Gary Parker, whose four-day testimony ended Thursday afternoon, is perhaps the most important witness in Flanagan's trial. According to prosecutors, Flanagan improperly used his authority to get stolen electronics equipment returned to the school -- something Gary Parker believed at the time would convince the school not to press criminal charges in the case. Parker testified that the day after he learned police had returned the stolen equipment, his wife sent Flanagan $200 worth of steakhouse gift cards and a state-of-the-art flashlight.
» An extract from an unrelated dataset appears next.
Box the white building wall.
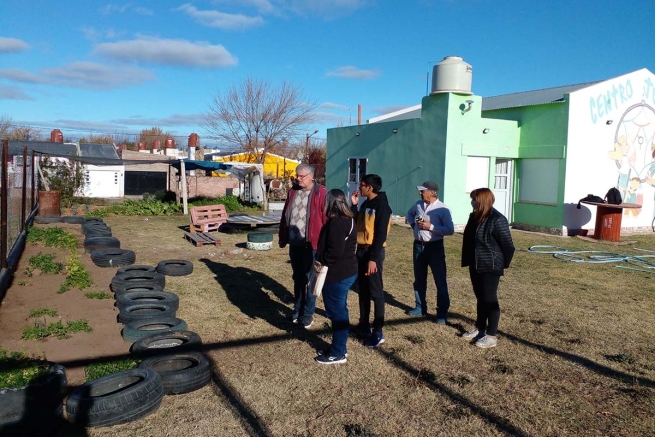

Police never arrested Zachary Parker for stealing more than $10,000 in equipment from John F. Kennedy High School in Baldwin in 2009, but prosecutors later presented the case to a grand jury, which indicted him. Even after the teen caught another break, getting youthful offender status and a sentence of no jail time in the case, he was rearrested for driving on a suspended license. That time, a Nassau judge sentenced him to upstate prison.
Barket, of Garden City, asked Parker if he had hoped at one point that his son would go into law enforcement. Prosecutor Bernadette Ford objected to the question, and Acting Supreme Court Justice Mark Cohen sustained it before Parker could answer.
Barket then asked Parker if he had hoped his friends in law enforcement would not find out about his son's crime, so that his philanthropic connections to Nassau police and other law enforcement agencies would not be jeopardized. Again, Ford objected and Cohen sustained her objection.
Finally, Barket asked the question that best sums up Flanagan's position in the case, namely that the former commander committed no crime, but merely returned stolen property.
"At no time did you ask him to break the law?" Barket asked. Ford objected again, and Parker was not allowed to answer.